1:11 Chloe não é conhecida de outra forma. Como Paulo menciona o nome dela, talvez seja mais provável que ela fosse uma efésia do que uma coríntia, mas não sabemos. Nem sabemos se ela era cristã, embora isso possa ser julgado provável. Ela era evidentemente abastada, com interesses tanto em Éfeso quanto em Corinto, e alguns de seu povo informaram a Paulo sobre a situação. O verbo significa ‘claro’. Paulo não ficou em dúvida. Possivelmente também a palavra ‘implica que o apóstolo estava relutante em acreditar nos relatos que chegaram aos seus ouvidos’ (Edwards). As brigas são um dos ‘atos da natureza pecaminosa’ (Gálatas 5:19-21, ali traduzido como ‘discordância’). Eles não pertencem ao povo de Deus.

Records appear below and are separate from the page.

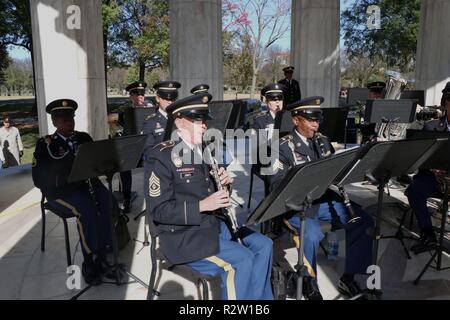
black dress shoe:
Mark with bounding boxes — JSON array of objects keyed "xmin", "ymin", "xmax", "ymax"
[
  {"xmin": 411, "ymin": 233, "xmax": 437, "ymax": 254},
  {"xmin": 81, "ymin": 262, "xmax": 102, "ymax": 286},
  {"xmin": 122, "ymin": 199, "xmax": 131, "ymax": 213},
  {"xmin": 303, "ymin": 277, "xmax": 323, "ymax": 300},
  {"xmin": 338, "ymin": 277, "xmax": 363, "ymax": 298}
]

1:12 A acusação de Paulo torna-se precisa. Claramente o problema era generalizado, e as panelinhas apareceram, cada uma se ligando a um professor favorito. Muitos tentam delinear os ensinamentos das várias facções, mas tudo isso é adivinhação. Não temos informações. Pelo tom geral das referências de Paulo a Apolo e pelo que sabemos desse discípulo de outras passagens, fica claro que não havia grande diferença em seus ensinamentos. Paulo não faz nenhuma crítica a ele, e ele o incitou a retornar a Corinto (16:12). A escolha talvez tenha sido feita com base em seus métodos de pregação (ver Introdução, p. 25).

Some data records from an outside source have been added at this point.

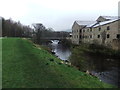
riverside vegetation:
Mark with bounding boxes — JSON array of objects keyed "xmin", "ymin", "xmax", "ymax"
[
  {"xmin": 2, "ymin": 38, "xmax": 114, "ymax": 88},
  {"xmin": 69, "ymin": 43, "xmax": 120, "ymax": 71}
]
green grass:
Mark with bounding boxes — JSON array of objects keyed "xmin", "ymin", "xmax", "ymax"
[{"xmin": 2, "ymin": 38, "xmax": 116, "ymax": 88}]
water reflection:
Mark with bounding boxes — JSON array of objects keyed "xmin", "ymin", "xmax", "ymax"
[
  {"xmin": 48, "ymin": 40, "xmax": 120, "ymax": 86},
  {"xmin": 51, "ymin": 40, "xmax": 71, "ymax": 60}
]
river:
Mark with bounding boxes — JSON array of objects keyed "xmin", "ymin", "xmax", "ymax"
[{"xmin": 45, "ymin": 40, "xmax": 120, "ymax": 86}]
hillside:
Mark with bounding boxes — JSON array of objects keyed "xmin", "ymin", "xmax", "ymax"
[{"xmin": 2, "ymin": 38, "xmax": 113, "ymax": 88}]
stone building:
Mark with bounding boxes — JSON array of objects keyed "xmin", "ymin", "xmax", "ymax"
[{"xmin": 72, "ymin": 16, "xmax": 120, "ymax": 49}]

A festa de Cefas (Cefas é a forma aramaica do nome ‘Pedro’) levanta dificuldades de outro tipo. Não sabemos se Pedro já esteve em Corinto ou não. Se fosse, a base do apego pode ter sido pessoal. Mas havia outras considerações. Pedro era cristão há mais tempo que Paulo. Ele tinha sido o líder dos Doze. Ele parece ter estado mais pronto para se conformar com a Lei Judaica do que Paulo (cf. Gl 2:11ss.). Pode ter havido alguma ênfase diferente em sua pregação daquela de Paulo, embora, nesse caso, deve ter sido leve. Por alguma razão, uma parte dos coríntios sentiu que havia algo em Pedro que o tornava o homem a quem apelar.

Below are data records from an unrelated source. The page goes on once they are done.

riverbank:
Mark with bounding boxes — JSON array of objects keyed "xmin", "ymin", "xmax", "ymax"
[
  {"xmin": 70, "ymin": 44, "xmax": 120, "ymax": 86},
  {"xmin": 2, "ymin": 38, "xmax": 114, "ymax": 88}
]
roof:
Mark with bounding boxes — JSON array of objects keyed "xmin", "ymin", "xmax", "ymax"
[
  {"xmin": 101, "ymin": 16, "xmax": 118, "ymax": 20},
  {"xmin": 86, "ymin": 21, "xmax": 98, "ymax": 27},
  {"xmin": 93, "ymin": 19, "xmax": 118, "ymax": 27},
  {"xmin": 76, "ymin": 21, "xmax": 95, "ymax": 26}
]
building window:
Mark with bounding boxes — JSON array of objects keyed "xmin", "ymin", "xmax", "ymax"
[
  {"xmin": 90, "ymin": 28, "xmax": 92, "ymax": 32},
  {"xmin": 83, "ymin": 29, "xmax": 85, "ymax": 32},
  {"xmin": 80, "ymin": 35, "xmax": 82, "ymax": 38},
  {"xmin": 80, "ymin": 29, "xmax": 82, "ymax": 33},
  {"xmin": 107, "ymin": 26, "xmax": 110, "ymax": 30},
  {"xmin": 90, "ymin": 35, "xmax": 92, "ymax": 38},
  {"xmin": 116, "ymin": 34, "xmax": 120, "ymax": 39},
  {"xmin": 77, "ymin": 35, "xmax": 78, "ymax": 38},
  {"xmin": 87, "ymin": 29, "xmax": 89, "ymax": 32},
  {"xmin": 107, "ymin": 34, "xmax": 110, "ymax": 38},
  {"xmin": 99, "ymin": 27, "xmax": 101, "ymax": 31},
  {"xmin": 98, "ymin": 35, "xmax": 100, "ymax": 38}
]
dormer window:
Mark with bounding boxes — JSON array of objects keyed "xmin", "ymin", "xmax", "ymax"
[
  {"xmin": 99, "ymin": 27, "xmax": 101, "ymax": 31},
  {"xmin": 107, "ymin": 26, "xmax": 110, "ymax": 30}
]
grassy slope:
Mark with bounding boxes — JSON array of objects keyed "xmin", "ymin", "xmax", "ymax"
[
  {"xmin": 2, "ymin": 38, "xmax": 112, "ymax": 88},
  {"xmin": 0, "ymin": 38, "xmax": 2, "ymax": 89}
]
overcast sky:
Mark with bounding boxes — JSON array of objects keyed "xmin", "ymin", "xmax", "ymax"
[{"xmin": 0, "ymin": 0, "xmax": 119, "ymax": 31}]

Alguns pensaram que não havia partido de Cristo, entendendo que sigo a Cristo como a própria interjeição de Paulo. A construção da frase torna isso muito improvável; o grego parece apontar para uma quarta parte, assim como a pergunta ‘Cristo está dividido?’ (v. 13; 2 Coríntios 10:7 é relevante?). Se essas pessoas estavam simplesmente cansadas dos outros três, e assim disseram ‘Nós pertencemos a Cristo, não a qualquer líder humano’, ou se eles tinham alguns ensinamentos distintos que não temos como saber. De qualquer forma, eles haviam absorvido o espírito de partidarismo. É isso que incomoda Paulo. Ele não ataca o ensino de nenhuma das partes, mas o fato de que houve festas. Ele não isenta aqueles que se apegaram ao seu próprio nome. A coisa toda estava errada. Ele não teria nada disso.
2. Não devido a Paulo (1:13-17)
1:13 A indignação do apóstolo explode em uma série de perguntas. Cristo está dividido ? foi entendido como uma exclamação exasperada em vez de uma pergunta (assim GNB, NEB). Outros tomam o verbo como meio (como está em Lucas 12:13), o que daria o sentido, ‘Cristo compartilhou (você) com outros?’ e indicam que apenas parte deles havia sido dedicada a Cristo. Mas a passiva parece muito mais provável. Isso pode significar ‘Cristo foi repartido?’ (ou seja, para um dos grupos conflitantes; cf. Moffatt, JB, ‘Cristo foi dividido?’), ou, ‘Cristo foi dividido?’ Este último é o significado mais provável, mas qualquer que seja o que adotemos Paulo está vislumbrando uma impossibilidade absoluta. Cristo é um, e a igreja, que é seu corpo, deve ser um.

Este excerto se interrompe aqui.